Iron is the most abundant transition metal in the human body. Its intriguing reduction-oxidation properties endow it with the active role as an essential cofactor in countless proteins. Some of these are involved in oxygen transport (haemoglobin in the blood), electron exchange for powering biochemical reactions and energy release (cytochromes), and the control of potentially harmful free radicals.

We can absorb iron from our diets in the form of inorganic iron from plant source and as the haem found in animal haemoglobin and myoglobin. Researchers have spent many years attempting to unravel the mechanism by which absorbed iron is transported to where it is needed for biosynthesis of cofactors and iron-bearing protein production.

Now, Elaine Frawley and Robert Kranz of the Department of Biology, at Washington University, St Louis, Missouri, have shed new light on the trafficking of haem from its sites of synthesis to sites of haem-protein assembly.

For animals, haem biosynthesis takes place inside mitochondria, in plants it is constructed in the chloroplasts, and bacteria, of course, have their own systems for its production too. "There is emerging evidence that organisms use specific transporters to traffic haem and porphyrins into and between cells," the researchers explain. However, because haem has not been trapped in the integral membrane transporter proteins, the trafficking process to heme-bearing proteins was still an enigma.

Cytochrome c enzymes are synthesised and function in the prokaryotic periplasm, the mitochondrial intermembrane space, and the chloroplast lumen.
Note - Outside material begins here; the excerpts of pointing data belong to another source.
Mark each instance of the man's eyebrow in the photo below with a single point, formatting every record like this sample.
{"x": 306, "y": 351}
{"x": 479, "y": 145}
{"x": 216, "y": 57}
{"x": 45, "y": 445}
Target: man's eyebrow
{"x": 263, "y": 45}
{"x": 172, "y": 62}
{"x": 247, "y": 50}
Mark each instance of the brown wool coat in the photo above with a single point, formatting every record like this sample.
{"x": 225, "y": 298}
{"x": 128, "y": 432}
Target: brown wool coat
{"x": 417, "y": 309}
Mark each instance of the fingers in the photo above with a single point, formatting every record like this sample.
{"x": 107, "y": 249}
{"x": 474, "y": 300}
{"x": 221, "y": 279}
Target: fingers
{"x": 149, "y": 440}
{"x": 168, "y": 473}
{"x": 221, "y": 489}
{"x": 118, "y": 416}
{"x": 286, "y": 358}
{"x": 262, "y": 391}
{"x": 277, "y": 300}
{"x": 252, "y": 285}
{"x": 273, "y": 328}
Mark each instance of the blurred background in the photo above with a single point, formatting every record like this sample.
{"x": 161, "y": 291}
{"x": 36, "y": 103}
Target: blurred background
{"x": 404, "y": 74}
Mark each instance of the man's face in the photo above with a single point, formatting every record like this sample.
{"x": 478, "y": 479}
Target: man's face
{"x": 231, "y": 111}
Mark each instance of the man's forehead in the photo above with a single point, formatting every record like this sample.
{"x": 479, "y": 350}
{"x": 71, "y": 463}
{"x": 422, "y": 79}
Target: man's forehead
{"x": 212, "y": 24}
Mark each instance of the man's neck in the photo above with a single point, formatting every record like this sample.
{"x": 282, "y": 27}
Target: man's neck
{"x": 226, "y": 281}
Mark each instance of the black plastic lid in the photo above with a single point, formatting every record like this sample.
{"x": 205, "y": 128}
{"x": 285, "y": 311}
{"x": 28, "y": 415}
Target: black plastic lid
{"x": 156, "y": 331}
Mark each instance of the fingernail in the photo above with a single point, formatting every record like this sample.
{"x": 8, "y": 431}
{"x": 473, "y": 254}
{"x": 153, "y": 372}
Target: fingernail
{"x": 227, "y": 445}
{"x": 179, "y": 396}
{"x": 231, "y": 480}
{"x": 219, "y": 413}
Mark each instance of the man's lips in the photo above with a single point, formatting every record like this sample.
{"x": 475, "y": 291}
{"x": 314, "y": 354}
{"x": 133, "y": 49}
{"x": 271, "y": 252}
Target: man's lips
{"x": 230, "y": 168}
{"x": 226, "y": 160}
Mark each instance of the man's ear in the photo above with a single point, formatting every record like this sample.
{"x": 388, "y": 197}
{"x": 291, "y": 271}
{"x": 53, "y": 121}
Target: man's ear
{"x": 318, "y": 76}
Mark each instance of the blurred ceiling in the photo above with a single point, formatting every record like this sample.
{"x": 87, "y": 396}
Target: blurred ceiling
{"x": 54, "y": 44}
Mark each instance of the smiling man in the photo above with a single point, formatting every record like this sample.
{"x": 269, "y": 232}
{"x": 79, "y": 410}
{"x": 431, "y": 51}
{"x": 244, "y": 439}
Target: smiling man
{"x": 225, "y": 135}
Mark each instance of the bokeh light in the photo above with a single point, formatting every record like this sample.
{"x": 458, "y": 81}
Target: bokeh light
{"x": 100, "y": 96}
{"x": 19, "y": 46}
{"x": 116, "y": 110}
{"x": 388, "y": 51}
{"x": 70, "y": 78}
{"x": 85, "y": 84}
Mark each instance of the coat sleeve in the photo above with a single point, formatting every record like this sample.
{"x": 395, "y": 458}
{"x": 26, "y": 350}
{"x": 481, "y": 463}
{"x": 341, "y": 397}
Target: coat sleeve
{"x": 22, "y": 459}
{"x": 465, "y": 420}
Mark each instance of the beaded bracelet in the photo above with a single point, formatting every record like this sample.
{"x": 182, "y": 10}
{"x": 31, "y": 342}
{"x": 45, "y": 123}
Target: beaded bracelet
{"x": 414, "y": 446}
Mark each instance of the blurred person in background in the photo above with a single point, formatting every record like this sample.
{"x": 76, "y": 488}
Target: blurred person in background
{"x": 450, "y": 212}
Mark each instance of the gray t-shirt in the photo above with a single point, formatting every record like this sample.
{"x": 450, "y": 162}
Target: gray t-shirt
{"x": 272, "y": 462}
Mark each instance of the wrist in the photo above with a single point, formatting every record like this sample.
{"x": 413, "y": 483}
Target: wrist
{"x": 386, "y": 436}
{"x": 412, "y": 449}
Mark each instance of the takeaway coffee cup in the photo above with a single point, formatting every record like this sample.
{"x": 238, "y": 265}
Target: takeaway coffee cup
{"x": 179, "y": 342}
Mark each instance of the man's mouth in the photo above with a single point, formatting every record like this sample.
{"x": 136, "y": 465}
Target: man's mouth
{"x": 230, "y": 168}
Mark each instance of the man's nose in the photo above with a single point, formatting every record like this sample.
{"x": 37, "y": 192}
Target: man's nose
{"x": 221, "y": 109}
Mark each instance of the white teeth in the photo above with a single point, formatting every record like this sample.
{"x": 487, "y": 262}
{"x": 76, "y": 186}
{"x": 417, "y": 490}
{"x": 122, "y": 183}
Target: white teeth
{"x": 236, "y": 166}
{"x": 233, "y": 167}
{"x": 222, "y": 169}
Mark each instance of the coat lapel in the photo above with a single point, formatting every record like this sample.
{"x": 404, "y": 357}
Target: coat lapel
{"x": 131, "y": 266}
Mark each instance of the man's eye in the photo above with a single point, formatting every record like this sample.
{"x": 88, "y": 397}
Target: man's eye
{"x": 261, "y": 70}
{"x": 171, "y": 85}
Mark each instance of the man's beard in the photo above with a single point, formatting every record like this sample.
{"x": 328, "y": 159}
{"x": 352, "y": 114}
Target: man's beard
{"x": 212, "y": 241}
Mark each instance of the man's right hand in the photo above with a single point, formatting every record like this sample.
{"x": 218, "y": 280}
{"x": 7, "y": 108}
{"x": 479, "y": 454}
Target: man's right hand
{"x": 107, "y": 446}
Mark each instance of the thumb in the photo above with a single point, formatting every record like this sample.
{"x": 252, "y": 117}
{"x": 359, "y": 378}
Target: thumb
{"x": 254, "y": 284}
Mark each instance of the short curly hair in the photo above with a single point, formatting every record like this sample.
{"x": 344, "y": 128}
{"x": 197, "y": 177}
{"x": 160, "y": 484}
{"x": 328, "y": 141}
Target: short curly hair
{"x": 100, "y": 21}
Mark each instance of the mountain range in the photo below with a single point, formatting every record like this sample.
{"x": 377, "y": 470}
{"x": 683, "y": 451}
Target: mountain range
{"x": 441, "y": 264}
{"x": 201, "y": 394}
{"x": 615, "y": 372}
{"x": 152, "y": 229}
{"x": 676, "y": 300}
This means that the haem group (iron at the centre of a porphyrin type chemical ring) must somehow be delivered direct to these sites ready for use. "Yet the molecular mechanisms of delivery are unknown," the teams says.
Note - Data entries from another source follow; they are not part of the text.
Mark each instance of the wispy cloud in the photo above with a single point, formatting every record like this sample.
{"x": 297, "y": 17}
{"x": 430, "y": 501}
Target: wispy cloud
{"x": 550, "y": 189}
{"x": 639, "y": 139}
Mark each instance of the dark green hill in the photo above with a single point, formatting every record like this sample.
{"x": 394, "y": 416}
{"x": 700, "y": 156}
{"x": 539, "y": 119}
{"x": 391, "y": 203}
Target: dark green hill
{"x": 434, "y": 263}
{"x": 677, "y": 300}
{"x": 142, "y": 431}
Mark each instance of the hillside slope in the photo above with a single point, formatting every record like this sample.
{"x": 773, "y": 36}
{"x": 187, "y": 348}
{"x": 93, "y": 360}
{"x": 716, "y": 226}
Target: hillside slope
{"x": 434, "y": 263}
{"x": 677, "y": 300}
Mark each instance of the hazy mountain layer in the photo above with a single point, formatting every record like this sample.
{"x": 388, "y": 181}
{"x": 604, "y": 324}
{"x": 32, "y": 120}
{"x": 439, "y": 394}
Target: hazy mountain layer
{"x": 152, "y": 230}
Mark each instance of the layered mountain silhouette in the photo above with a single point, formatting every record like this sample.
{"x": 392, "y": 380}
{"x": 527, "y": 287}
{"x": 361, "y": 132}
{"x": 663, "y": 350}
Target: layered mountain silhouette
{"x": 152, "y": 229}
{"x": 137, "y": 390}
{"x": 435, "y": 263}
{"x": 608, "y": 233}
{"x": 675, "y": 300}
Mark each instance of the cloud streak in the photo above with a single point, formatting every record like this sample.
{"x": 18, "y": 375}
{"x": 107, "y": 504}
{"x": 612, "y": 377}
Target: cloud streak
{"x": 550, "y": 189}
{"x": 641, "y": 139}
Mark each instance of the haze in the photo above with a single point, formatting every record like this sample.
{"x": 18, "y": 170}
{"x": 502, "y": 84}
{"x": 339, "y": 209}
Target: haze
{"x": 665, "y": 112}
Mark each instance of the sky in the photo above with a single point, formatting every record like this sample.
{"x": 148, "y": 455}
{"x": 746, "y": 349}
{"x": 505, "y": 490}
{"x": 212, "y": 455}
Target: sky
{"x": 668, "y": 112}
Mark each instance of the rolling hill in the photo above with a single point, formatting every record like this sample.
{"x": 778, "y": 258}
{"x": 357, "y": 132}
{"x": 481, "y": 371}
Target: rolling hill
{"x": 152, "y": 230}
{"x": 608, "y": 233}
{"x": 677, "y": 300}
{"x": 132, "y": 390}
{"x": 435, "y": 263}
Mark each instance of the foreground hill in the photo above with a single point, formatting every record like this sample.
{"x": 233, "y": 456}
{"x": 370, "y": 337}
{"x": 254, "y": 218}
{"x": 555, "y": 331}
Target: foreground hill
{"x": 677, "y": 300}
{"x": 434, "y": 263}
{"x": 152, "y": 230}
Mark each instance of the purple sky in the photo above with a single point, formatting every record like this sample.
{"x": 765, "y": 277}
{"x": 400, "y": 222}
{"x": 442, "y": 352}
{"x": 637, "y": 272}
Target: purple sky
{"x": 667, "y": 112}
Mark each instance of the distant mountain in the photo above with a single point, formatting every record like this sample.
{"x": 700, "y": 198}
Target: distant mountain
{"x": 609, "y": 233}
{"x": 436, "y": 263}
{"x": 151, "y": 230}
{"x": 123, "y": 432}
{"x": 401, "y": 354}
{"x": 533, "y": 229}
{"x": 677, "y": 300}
They explain that cytochrome c synthesis follows one of three pathways (systems I, II, and III) and itself requires the formation of two bonds between the sulfur-containing amino acids of the protein awaiting the haem, the apoprotein, and two so-called vinyl groups on the haem. For this bonding to occur, the iron ion in its oxidation III state (Fe³⁺) must be reduced to the Fe²⁺ state. How this happens is another mystery.

To unravel the mechanism of haem trafficking and iron reduction, the team has studied an integral membrane protein that allows trapping of haem. Using a variety of techniques, including ultraviolet spectroscopic studies, the team has shown that the protein, "CcsBA", a representative of a superfamily of integral membrane proteins involved in cytochrome c biosynthesis, exports and protects haem from oxidation.

The study shows that CcsBA has ten transmembrane domains (TMDs), its presence allows cytochrome c synthesis to take place in the periplasm of the laboratory technician's favourite bacterium, Escherichia coli. In other words, CcsBA itself is a cytochrome c synthetase enzyme.

The team analysed purified CcsBA and found that it contains haem in an "external haem binding domain" on the protein. Two external histidine amino acids act as the anchors for the haem group in this case and also protect the Fe²⁺ ion from being oxidised back to the Fe³⁺ state. The team suggests that this anchored haem is in the active site of the synthetase.

The researchers have also carried out genetic studies involving the formation of mutant versions of CcsBA. Those studies reveal that two conserved histidine residues in TMDs are needed in order to carry the haem to the external haem binding domain. A surprising discovery with the genetic studies is that if these histidines are missing, the functioning of CcsBA can be fixed by adding imidazole to the reaction mixture. Overall, the results suggest that CcsBA has a haem binding site within the bilayer and that CcsBA acts as a haem-transporting channel.

The team will soon publish details in a major journal on purification, trapping, and spectrally characterization of the system I pathway complexes, Kranz told SpectroscopyNOW.